The channels regular dredging to maintain their advertised draught and keep the channels navigable all year round. Even then, the depth of the channels to each of the major ports is considerably less than 15 metres and they still accommodate oceangoing vessels.
Lagos Port Complex
Otherwise known popularly as Apapa Port, it is the oldest in the country with its history dating back to 1914. Its depth range from 9.5 metres at Apapa Quays to 10.5 metres at Third Wharf Extension.
Tin Can Island, RoRo and Container Terminal Ports
Built in 1977 as part of the response to the immediate postwar port congestion, the ports have advertised draught of 10.5 metres. However, Kirikiri Lighter Terminal has a depth of four metres only.
Port Harcourt Port
The maximum draught for vessels entering the main quays of Port Harcourt Port is 7.62 metres. However, the Bonny channel which mainly handles oil tankers for crude oil export is 12.5 metres while that of Okrika is 9.14 metres.
One Ports Complex
The major facilities here which are devoted to handling big oil tankers are Federal Ocean Terminal with a draught of 13.5 metres, Bonny Terminal with 15 metres and NAFCON Jetty with 8.2 metres. The Federal Lighter Terminal has a depth of 4.5 metres.
Delta Ports Complex
The major challenge of the chain of ports in this area is the low draught. Although port users and the business community have been clamouring for greater utilisation of the ports so as to relieve Lagos Ports of some of their burden, the major impediment is the low draught. Warri Port has 6.7 metres in depth, Sapele Port is 4.88 metres while Koko has a maximum draught of 7.32 metres.
After the last time the channel was dredged under the Sani Abacha regime, the draught was extended to 9.2 metres although the depth could not be sustained.
In adducing the impossible depth of 15 metres and flood-induced extension of up to 30 metres for the delay in executing the second Niger bridge, Fashola must have been reading from a script not prepared by mariners or hydrographers. His statement was seen as designed to patronise the people.
Again, the minister got it all wrong on the maximum depth and pressure divers can deal with in under water engineering. In short, most of the body can handle any pressure, but if divers breathing air the maximum safe depth is about 60 meters while the feasible maximum with current technical capabilities (and special breathing gases) is about 500 metres
Probably unable to proffer plausible reasons for the delay after previous claims by him and other administration officials that construction had reached advanced stage, Babatunde Fashola may have opted for an off-the-cuff explanation that was spectacularly wide off the mark.

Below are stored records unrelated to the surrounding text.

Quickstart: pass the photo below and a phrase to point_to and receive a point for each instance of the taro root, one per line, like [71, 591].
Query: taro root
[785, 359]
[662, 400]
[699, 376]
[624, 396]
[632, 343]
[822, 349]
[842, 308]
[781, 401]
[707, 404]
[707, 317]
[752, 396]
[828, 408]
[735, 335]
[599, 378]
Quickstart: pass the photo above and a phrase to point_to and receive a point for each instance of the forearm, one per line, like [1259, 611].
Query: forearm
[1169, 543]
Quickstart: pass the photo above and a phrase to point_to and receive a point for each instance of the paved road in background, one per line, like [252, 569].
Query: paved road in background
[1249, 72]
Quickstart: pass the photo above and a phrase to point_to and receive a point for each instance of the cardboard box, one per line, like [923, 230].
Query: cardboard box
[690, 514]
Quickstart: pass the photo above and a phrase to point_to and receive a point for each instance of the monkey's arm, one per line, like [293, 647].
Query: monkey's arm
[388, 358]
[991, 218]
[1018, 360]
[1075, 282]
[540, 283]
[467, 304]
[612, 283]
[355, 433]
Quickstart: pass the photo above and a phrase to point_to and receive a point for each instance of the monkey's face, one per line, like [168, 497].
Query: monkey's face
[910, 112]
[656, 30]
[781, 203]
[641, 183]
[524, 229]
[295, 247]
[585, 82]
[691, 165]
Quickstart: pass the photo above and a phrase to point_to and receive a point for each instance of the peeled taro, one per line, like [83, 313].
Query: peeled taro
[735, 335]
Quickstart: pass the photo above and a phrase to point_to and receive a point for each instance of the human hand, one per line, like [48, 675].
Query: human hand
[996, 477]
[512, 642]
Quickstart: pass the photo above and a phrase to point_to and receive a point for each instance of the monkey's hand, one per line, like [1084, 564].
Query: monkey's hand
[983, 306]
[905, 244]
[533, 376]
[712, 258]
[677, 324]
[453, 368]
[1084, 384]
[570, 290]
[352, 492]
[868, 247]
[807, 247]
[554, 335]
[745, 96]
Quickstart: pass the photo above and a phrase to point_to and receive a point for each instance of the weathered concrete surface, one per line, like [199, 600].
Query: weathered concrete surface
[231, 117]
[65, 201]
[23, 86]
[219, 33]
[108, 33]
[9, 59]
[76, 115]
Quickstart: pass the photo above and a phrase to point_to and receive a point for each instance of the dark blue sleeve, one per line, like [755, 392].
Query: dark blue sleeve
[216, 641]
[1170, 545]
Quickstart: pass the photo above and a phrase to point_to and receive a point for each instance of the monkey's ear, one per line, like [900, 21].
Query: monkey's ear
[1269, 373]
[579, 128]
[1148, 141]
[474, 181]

As it turned the following day, the sole reason for the delay in commencement of work is that no contract had been awarded.
Although the present depth of River Niger could not be ascertained as the 2009 contract to dredge the river is yet to be completed, silt has taken over large potions of the river making it non-navigable. In acknowledging the low draught of the Niger, the managing director of the Nigerian Ports Authority (NPA), Hajia Hadiza Usman, had last week called for the deployment of flat bottom vessels to the river.
Experts have put the depth of the Niger in its current state at not more than three metres in large sections of the river.